Aber in Wahrheit war es wohl weit mehr. Im Grunde hatte sie jede Sekunde der letzten fünfzehn Jahre auf diesen Augenblick gewartet, jeden Atemzug, den sie getan hatte, seit jener Nacht, als sie aus dem Wald trat und die verbrannte Stadt ihrer Kindheit unter sich liegen sah. Im Grunde war keine Sekunde in all diesen Jahren vergangen, in der sie nicht für ihre Rache gelebt hatte.
Und jetzt würde sie sie vollziehen.
Einer der beiden Wagas trat schnaubend hinter ihr auf die Plattform, und als sie sich umwandte, erkannte sie Hrhon. In der Dunkelheit war er nicht mehr als ein massiger schwarzer Schatten, in dem nur die Augen von glitzerndem Leben erfüllt waren. Aber sein Erscheinen riß Tally abrupt in die Wirklichkeit zurück. Plötzlich wurde sie sich des eigenen Umstandes bewußt, daß vielleicht mehr dazu gehörte, Rache zu nehmen, als dazustehen und zu warten, daß ihre Feinde eintrafen - wie zum Beispiel die Kleinigkeit, dieses Eintreffen auch zu überleben...

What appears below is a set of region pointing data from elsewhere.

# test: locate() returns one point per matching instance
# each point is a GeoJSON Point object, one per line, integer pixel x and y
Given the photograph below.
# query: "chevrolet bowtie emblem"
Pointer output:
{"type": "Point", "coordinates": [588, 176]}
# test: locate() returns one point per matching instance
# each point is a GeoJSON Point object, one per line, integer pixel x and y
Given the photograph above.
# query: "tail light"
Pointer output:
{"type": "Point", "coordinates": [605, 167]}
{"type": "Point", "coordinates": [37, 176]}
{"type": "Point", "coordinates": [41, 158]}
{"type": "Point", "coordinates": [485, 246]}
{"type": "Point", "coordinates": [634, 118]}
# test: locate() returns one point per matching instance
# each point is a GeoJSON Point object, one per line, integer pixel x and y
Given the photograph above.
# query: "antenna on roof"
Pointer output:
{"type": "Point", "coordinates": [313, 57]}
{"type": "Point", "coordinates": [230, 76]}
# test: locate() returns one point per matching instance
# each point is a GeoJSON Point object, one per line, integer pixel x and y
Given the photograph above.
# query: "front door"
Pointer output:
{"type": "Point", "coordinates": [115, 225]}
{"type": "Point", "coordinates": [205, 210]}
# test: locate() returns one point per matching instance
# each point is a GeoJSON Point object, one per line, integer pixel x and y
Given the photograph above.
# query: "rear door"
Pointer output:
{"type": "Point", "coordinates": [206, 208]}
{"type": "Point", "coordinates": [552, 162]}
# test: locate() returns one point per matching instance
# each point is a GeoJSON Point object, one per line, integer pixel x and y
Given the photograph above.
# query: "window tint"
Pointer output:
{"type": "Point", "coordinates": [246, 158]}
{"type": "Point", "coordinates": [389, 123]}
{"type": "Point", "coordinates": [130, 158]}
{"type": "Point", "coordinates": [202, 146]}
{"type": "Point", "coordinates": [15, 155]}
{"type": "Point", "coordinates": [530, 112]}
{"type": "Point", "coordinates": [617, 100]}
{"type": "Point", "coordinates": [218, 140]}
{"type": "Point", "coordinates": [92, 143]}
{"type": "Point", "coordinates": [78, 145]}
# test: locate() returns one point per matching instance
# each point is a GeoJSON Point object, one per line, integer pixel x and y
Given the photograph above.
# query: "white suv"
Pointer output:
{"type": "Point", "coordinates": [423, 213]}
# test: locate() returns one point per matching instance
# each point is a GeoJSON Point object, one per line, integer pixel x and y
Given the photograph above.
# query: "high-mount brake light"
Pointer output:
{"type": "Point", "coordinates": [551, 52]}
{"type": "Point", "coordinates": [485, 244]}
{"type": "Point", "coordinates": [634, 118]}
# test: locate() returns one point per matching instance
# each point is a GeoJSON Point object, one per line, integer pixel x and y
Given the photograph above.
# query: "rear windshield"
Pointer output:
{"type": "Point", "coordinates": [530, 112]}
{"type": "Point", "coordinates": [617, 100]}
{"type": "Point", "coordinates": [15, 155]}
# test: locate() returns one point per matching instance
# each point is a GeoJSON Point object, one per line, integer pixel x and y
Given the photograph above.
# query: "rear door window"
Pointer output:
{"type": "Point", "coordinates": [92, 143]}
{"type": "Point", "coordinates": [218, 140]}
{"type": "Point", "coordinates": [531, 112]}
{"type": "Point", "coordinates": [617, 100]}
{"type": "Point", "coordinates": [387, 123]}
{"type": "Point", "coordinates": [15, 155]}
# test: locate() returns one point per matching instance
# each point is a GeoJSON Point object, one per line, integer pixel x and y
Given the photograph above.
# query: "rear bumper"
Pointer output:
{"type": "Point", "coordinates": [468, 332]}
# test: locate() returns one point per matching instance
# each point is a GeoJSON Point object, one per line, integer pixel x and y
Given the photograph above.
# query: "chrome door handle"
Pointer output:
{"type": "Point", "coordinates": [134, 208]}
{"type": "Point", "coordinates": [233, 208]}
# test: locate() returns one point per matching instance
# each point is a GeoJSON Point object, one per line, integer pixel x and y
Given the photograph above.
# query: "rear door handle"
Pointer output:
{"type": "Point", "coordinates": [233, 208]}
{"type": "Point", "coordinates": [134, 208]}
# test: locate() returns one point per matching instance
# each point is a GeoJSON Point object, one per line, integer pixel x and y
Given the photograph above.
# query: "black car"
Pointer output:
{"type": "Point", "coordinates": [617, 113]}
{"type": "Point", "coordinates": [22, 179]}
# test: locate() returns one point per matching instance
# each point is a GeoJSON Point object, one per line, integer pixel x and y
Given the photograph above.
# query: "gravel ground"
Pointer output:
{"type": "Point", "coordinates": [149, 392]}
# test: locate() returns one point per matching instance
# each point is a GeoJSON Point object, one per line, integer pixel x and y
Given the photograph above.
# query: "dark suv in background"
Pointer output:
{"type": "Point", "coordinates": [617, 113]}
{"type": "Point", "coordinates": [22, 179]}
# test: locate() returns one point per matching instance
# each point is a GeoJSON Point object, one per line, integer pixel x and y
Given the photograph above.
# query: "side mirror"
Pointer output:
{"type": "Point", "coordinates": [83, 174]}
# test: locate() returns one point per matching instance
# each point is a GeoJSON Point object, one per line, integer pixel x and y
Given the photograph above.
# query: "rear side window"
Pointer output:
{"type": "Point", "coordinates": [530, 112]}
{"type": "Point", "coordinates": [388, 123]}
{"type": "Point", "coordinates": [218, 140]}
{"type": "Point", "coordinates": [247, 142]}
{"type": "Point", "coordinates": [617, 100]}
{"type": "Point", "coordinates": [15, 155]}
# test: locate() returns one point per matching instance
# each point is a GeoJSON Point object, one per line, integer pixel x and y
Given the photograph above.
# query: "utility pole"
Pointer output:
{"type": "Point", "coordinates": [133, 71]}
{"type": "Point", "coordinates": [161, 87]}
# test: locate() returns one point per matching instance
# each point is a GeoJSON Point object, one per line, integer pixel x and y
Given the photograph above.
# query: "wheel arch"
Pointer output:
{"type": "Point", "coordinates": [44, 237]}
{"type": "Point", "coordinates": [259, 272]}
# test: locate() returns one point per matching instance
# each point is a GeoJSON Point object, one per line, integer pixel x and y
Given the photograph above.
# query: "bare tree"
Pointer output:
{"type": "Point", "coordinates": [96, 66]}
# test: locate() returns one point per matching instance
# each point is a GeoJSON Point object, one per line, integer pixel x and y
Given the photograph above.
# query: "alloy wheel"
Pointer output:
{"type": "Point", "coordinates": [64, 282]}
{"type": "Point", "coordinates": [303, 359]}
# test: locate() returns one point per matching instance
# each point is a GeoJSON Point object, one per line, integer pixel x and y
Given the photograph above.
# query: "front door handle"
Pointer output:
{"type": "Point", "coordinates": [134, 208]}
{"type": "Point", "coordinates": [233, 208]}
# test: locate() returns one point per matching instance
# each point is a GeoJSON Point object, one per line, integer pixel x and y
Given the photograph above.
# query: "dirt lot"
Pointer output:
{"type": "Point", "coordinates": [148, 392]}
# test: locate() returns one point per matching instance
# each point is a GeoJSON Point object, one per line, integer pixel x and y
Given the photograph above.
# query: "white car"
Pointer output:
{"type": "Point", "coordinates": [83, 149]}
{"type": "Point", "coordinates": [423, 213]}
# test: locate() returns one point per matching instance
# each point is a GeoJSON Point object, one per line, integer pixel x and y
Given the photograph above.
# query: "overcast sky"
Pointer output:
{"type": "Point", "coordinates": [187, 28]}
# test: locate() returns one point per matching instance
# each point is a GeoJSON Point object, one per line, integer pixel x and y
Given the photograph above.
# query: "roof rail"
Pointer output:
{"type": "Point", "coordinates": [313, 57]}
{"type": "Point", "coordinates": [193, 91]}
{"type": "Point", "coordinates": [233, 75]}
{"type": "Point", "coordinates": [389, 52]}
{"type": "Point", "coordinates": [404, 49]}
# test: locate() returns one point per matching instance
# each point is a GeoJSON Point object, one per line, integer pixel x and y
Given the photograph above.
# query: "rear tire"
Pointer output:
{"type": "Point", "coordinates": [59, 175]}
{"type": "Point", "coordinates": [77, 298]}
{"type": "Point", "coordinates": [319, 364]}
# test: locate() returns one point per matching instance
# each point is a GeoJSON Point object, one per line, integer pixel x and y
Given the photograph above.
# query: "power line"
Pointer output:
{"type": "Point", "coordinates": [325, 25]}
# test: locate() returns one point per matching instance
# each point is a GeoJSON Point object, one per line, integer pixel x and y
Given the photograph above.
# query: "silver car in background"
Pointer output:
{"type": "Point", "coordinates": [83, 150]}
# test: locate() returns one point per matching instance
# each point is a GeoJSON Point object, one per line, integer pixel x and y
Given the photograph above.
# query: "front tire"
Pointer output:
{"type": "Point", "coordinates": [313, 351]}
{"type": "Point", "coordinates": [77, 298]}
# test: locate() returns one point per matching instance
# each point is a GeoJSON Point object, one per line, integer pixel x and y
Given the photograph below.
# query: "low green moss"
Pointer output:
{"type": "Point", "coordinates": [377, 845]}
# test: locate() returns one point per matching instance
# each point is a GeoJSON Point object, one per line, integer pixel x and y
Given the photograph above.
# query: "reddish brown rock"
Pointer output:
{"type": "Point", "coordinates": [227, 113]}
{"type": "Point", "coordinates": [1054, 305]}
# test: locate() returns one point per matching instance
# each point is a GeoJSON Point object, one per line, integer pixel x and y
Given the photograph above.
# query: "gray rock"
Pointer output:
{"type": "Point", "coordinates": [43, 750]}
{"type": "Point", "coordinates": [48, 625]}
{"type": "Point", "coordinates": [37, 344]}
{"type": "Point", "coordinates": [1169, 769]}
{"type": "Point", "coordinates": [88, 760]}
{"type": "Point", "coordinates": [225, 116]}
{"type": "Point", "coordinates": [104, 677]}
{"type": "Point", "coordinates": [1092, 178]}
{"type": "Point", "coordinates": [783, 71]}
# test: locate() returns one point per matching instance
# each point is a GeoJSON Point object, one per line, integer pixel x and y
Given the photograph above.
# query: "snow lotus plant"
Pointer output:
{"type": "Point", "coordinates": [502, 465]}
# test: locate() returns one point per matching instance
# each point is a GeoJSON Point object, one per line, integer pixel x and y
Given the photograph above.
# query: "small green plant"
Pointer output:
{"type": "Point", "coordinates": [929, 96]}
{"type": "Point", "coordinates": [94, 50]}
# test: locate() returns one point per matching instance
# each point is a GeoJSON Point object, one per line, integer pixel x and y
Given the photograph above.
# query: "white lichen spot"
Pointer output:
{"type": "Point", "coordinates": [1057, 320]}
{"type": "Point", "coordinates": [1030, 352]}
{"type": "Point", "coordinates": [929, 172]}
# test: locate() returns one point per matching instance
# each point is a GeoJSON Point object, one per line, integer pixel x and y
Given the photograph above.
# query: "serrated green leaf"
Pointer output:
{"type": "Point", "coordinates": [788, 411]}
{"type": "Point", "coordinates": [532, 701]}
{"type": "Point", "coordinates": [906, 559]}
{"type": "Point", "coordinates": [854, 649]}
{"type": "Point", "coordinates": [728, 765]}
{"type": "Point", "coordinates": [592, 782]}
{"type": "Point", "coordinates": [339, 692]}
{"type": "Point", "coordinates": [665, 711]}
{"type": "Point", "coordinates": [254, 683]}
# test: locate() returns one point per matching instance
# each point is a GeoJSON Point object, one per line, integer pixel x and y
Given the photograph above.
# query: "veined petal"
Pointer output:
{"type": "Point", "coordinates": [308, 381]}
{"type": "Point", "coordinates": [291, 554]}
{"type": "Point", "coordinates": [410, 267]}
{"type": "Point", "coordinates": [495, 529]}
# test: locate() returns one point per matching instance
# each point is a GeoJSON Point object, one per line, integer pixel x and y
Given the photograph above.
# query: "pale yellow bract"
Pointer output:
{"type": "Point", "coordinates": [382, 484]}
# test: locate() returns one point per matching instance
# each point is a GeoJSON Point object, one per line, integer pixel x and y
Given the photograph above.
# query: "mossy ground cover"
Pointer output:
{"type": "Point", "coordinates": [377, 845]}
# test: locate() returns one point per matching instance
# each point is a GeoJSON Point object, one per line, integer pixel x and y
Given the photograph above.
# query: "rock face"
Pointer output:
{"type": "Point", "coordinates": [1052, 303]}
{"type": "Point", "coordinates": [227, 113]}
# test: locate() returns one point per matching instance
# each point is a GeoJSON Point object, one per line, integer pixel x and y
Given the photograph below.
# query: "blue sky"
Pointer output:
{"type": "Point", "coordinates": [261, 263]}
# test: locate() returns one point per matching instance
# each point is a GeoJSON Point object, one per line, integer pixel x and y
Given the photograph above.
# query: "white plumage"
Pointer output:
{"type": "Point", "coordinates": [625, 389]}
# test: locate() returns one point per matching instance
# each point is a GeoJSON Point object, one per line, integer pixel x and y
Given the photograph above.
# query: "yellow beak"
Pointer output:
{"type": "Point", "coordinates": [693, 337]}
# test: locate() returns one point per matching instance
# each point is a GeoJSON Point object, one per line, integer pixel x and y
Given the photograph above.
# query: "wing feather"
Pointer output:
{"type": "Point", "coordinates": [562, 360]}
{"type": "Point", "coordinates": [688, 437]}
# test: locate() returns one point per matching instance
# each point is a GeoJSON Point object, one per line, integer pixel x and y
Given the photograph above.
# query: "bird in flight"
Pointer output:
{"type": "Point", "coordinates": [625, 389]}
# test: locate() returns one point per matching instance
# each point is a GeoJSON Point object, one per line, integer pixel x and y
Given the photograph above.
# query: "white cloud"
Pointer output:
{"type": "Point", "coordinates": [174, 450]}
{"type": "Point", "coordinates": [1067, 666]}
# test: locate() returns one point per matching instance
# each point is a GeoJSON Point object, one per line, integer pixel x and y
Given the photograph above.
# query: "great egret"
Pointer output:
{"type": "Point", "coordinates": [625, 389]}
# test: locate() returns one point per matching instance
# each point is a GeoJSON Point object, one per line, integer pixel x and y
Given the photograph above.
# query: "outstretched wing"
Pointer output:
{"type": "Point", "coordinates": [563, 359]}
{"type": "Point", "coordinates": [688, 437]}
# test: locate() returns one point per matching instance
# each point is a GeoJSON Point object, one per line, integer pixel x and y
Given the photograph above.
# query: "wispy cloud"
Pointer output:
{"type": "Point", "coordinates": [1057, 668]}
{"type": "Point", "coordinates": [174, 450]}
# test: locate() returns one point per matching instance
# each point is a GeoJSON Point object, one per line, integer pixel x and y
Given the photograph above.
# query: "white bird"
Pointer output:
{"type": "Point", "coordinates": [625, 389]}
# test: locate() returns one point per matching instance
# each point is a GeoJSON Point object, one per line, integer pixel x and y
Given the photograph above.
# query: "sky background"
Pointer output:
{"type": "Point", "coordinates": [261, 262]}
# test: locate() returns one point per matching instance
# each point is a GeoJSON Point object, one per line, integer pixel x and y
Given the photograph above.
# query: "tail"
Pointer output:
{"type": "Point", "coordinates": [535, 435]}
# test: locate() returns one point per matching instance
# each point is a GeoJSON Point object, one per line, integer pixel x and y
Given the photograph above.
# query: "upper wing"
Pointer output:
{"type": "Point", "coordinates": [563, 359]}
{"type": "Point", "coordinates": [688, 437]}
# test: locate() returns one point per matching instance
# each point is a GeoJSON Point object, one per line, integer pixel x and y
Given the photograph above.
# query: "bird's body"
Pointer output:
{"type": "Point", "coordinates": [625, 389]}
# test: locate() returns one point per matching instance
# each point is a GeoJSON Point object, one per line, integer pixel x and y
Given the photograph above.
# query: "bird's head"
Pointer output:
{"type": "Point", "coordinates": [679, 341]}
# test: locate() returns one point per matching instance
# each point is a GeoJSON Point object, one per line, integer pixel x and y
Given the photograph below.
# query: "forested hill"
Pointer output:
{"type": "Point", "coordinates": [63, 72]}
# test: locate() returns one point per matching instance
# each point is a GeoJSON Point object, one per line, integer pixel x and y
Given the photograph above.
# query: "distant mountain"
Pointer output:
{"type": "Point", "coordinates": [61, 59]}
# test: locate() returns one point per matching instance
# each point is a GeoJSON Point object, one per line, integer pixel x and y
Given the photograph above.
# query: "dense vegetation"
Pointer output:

»Zurück«, befahl sie grob. »Wir müssen uns irgendwo verstecken. Rasch jetzt - sie werden gleich da sein.«
Hrhon gehorchte schweigend, aber bevor er sich umdrehte, warf er noch einen letzten Blick auf die drei gigantischen schwarzen Schatten am Himmel, die sich dem Turm näherten. Tally war sich der Tatsache durchaus bewußt, daß es vollkommen unmöglich war - aber für einen kurzen Moment war sie vollkommen sicher, auf dem Gesicht des Waga einen Ausdruck nackter Angst zu sehen.
Sie verscheuchte den Gedanken, gab Hrhon einen unsanften Stoß in den Rücken und hetzte hinter ihm die Treppe hinunter.
Sie waren wieder im Balkonzimmer, dem vorletzten vor dem Quartier der Hornköpfe. Tally sah sich unschlüssig um. Einen Moment lang spielte sie mit dem Gedanken, sich einfach unter dem Bett zu verkriechen und die beiden Wagas hinter dem Vorhang zu postieren, aber sie verwarf die Idee so schnell wieder, wie sie ihr gekommen war. Es hatte keinen großen Sinn, Fallen zu stellen, wenn sie nicht einmal wußte, mit wie vielen Feinden sie zu rechnen hatten. Die Drachen waren groß genug, ein halbes Dutzend Reiter zu tragen - pro Tier. Aber es mochte ebensogut nur einer sein. Nein - sie mußten erst wissen, mit wem sie es überhaupt zu tun hatten, ehe sie überlegen konnten, wie sie vorgingen.
Aber das war leichter gesagt als getan; denn obgleich es mehrere Dutzend Kammern und Zimmer gab, waren die meisten davon leer, und auch die bewohnten Teile des Quartiers boten wenige Möglichkeiten, einen Menschen und zwei Wagas zu verbergen, sah man von so intelligenten Verstecken wie Kleiderschränken und Vorhängen ab, hinter denen die Neuankömmlinge garantiert sofort nachsehen würden. Sie hätten schon blind und vollkommen schwachsinnig zugleich sein müssen, um nicht zu bemerken, daß hier irgend etwas nicht so war, wie es sein sollte - ganz abgesehen davon, daß die beiden rechtmäßigen Bewohnerinnen des Turmes nicht da waren, mußte ihnen der zerstörte Spiegel oben auf der Plattform auffallen, noch bevor sie landeten. Tally verfluchte sich im Nachhinein für ihre eigene Unbeherrschtheit, den Spiegel zerschlagen zu haben. Aber jetzt war es zu spät, den Fehler wiedergutzumachen; ihnen blieben noch zehn Minuten, allerhöchstens.
Tally warf einen raschen, nervösen Blick zur Tür, schob das Schwert in den Gürtel zurück, das sie ganz instinktiv gezogen hatte, und schlug den schweren Samtvorhang zur Seite, der den Durchgang zum Balkon verbarg. Der Wind schlug ihr wie eine eisige Kralle ins Gesicht und ließ sie blinzeln. Jetzt, mitten in der Nacht, wirkte das Innere des Turmes wie ein bodenloser Schlund, der nur darauf wartete, daß sie ihm zu nahe kam und an dessen Grund etwas namenlos Böses, Körperloses lauerte.